Lena Dunham, the Anti-Mary-Sue

Despite the abundance of great shows coming out (and my dearth of time), I’ve become hooked on Lena Dunham’s works. She writes, directs and stars in mimetic comedic dramas that all express one theme: painting her in the most unflattering light possible.

Tiny Furniture was Dunham’s breakout hit, a $50k indie production that lassoed her friends and family, and led to major commercial recognition. She plays an immature, insecure, and occasionally manipulative girl, recently graduated from film school and having no idea what to do with her life. Her real life mother plays her character’s successful, somewhat detached mother, and her real life (model) sister plays her character’s prettier and more successful younger sister. Jemima Kirke (a real-life friend) steals every scene as Dunham’s drug-scarfing, alcohol-quaffing, utterly uninhibited friend whose deadpan encouragement becomes terrifying (see the scene when she reads out truly excoriating Youtube comments on one of Dunham’s videos).

Among all these beautiful people, Dunham mopes about the house without pants, whines with great self-entitlement, pulls faces, tries desperately to hook up with some truly awful guys, gets into awkward situations, and embarrasses herself repeatedly. If you don’t like that kind of humour or have to identify strongly with the protagonist, stay well away. Dunham’s character’s (usually futile) efforts to impress others are amusing, and a far cry from the attractive, self-assured, righteous protagonists in other series.

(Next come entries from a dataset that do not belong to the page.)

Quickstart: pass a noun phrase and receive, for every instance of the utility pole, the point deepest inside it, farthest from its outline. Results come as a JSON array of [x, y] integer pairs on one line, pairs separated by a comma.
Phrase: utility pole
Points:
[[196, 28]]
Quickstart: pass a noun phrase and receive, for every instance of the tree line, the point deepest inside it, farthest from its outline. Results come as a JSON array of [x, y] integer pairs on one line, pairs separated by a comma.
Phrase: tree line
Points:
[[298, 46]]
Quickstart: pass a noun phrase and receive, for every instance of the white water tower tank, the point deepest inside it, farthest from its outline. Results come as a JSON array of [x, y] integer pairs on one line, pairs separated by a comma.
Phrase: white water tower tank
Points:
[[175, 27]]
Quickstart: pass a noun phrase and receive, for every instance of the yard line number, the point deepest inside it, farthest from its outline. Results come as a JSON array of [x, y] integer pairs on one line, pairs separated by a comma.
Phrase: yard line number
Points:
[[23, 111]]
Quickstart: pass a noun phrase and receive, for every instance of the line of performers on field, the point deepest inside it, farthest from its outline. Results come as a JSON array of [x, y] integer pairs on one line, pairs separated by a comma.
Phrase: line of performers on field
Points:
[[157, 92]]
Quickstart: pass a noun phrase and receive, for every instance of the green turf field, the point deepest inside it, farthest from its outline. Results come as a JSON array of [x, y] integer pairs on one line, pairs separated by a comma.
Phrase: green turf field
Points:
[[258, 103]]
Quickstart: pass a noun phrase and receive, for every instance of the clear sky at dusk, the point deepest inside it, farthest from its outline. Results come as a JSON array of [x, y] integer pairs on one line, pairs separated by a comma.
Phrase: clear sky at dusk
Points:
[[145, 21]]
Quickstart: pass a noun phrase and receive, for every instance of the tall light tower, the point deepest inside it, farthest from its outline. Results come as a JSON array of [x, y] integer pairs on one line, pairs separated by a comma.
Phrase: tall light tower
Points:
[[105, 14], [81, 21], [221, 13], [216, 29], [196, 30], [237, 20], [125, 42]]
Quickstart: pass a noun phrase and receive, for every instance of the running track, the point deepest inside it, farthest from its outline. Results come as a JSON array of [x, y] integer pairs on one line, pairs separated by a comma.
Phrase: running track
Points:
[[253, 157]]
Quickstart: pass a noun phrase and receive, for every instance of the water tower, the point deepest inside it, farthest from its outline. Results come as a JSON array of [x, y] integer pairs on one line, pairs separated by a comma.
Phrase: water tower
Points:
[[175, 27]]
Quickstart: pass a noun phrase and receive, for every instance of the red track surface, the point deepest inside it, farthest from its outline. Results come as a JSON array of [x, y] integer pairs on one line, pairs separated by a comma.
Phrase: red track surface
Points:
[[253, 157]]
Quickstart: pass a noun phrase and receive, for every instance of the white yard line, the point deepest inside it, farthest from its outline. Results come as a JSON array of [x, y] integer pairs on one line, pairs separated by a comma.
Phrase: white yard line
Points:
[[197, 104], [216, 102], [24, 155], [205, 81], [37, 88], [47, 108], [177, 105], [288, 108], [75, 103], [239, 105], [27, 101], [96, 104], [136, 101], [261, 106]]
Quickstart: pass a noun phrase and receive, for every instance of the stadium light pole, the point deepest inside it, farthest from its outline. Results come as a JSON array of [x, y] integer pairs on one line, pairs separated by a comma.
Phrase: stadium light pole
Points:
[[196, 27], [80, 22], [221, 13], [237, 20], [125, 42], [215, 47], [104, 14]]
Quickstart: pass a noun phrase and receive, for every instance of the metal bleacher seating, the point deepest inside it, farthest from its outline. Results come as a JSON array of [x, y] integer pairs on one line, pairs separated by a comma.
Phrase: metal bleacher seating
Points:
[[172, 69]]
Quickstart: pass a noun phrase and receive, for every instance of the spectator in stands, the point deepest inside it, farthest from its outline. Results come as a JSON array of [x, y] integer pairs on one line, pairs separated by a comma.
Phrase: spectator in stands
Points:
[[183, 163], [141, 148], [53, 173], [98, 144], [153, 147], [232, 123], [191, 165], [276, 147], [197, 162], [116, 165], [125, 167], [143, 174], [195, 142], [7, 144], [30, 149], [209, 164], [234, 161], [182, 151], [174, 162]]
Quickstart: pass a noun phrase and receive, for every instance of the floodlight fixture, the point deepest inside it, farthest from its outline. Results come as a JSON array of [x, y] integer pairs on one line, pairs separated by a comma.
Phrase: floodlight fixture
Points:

Despite her masochistic adventures, Dunham’s character is nowhere near the moral high ground, casually screwing over those she can afford to, and she undergoes little enlightenment before the end. In these kind of works, I think it’s more important to depict truth than desired truth.

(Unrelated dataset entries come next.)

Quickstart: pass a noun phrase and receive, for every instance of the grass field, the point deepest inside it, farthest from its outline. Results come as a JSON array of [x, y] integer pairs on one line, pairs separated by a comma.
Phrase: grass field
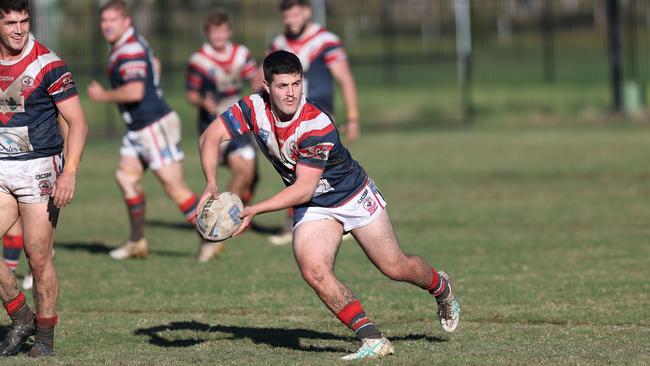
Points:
[[545, 230]]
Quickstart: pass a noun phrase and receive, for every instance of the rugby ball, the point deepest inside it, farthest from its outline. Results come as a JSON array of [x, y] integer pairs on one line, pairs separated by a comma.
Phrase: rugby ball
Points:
[[219, 218]]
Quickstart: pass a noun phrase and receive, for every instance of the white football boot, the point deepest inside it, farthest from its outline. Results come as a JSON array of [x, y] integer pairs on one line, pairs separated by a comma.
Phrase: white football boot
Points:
[[131, 249], [372, 348], [448, 308]]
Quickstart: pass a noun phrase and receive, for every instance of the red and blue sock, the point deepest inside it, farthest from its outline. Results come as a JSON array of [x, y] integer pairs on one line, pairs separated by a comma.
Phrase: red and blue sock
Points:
[[12, 245]]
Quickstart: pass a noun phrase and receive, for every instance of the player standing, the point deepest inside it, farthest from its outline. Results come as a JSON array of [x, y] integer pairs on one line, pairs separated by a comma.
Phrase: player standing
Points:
[[215, 78], [331, 195], [34, 182], [324, 61], [153, 135]]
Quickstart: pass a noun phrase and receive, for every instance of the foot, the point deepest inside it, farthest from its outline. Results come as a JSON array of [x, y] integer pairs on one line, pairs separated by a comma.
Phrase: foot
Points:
[[209, 250], [283, 238], [372, 348], [448, 308], [22, 327], [28, 281], [131, 249]]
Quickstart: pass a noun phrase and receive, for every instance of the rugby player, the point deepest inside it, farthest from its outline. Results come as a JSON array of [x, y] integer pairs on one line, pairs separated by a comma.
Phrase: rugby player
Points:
[[323, 60], [330, 193], [34, 181], [153, 136], [215, 78]]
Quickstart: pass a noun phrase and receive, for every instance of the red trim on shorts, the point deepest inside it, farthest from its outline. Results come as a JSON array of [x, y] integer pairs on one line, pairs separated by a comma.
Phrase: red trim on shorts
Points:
[[14, 304]]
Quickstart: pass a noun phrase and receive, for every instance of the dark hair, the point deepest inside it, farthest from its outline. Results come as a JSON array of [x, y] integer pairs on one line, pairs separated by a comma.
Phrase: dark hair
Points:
[[7, 6], [281, 62], [217, 18], [119, 5], [288, 4]]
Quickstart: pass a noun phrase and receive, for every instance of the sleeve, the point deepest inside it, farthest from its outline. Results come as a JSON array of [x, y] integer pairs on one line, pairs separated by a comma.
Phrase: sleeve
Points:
[[59, 82], [197, 78], [250, 67], [239, 118], [333, 51], [133, 67], [315, 146]]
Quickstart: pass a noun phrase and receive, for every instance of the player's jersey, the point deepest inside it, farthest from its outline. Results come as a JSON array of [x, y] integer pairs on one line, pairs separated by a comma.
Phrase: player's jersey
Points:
[[131, 59], [317, 49], [220, 74], [310, 138], [30, 87]]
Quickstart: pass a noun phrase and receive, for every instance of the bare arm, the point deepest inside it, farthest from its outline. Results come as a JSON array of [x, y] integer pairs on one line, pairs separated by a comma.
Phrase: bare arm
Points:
[[130, 92], [209, 143], [75, 141], [301, 191], [341, 72]]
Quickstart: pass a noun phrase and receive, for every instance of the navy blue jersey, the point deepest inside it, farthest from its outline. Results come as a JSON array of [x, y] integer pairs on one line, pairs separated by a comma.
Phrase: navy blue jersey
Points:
[[220, 74], [310, 138], [29, 90], [317, 49], [131, 59]]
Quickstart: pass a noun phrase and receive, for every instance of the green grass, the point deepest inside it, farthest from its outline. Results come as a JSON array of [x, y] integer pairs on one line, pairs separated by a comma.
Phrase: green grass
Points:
[[544, 229]]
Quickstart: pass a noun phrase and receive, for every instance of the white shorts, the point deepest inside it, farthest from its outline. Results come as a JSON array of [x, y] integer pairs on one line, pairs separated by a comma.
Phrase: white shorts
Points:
[[358, 211], [157, 144], [30, 181]]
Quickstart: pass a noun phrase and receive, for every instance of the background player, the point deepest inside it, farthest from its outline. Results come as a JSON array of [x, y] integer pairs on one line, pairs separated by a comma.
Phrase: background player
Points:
[[215, 78], [153, 135], [323, 60], [34, 183], [331, 194]]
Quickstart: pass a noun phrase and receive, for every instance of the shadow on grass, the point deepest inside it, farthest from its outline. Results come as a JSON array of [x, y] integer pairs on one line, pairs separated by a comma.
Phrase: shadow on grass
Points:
[[24, 348], [274, 337], [97, 248]]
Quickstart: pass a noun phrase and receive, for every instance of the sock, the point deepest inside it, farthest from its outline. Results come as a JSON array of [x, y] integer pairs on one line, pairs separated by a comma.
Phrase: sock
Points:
[[439, 286], [12, 245], [45, 330], [13, 305], [354, 317], [189, 208], [136, 208]]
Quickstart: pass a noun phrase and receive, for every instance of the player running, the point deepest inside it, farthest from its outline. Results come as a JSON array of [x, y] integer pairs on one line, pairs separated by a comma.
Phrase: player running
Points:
[[324, 61], [34, 181], [215, 78], [153, 135], [331, 195]]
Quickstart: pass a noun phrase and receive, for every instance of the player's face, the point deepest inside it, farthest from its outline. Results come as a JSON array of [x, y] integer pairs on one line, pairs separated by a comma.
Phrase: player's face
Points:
[[219, 35], [114, 24], [295, 19], [286, 92], [14, 31]]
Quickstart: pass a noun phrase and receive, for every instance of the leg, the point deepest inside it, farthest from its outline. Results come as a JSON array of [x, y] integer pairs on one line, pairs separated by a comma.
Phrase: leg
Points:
[[378, 241], [12, 245], [129, 177], [173, 181], [315, 245]]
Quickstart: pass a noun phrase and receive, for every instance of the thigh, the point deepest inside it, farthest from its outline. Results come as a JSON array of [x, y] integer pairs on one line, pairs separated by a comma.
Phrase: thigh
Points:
[[378, 241], [315, 243], [9, 209], [39, 222]]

Though everything is scripted, the style is massively naturalistic (apparently from the Mumblecore movement), and there’s a rawness to the way the film addresses its themes of being young and entitled, and unattractive and insecure. There are some beautiful moments (I liked Dunham’s split-second look of shock when she’s slapped in greeting by Kirke) and fantastic lines:

  • “He’s a little bit famous.”/ “Yeah, I guess so, in an Internet kind of way”
  • “Maybe just put on some pants.”
  • “Do you have the same sense of entitlement as my daughter?” / “Oh believe me, mine is much worse.”
  • “I think everything’s right, for every context – and you can quote me.”
  • “What could be worse than the street?” / “A pipe in the street.”

I also watched Dunham’s “Tight Shots”, a series of naturalistic shorts on Youtube that mockingly portray the dynamics of a film-making group. Here as the fictional writer/director, Dunham is more demanding and aggressive, but still puts herself into humiliating situations (“This is my fat-sucking underwear”).

The great strength of Dunham’s work is its unflinching, un-self-conscious, almost satirical portrayals of the flawed and contradictory experience of just-graduated twenty-somethings. The depictions of the actions and situations of this group are incredibly realistic. Her work is definitely a niche taste, but I really like it.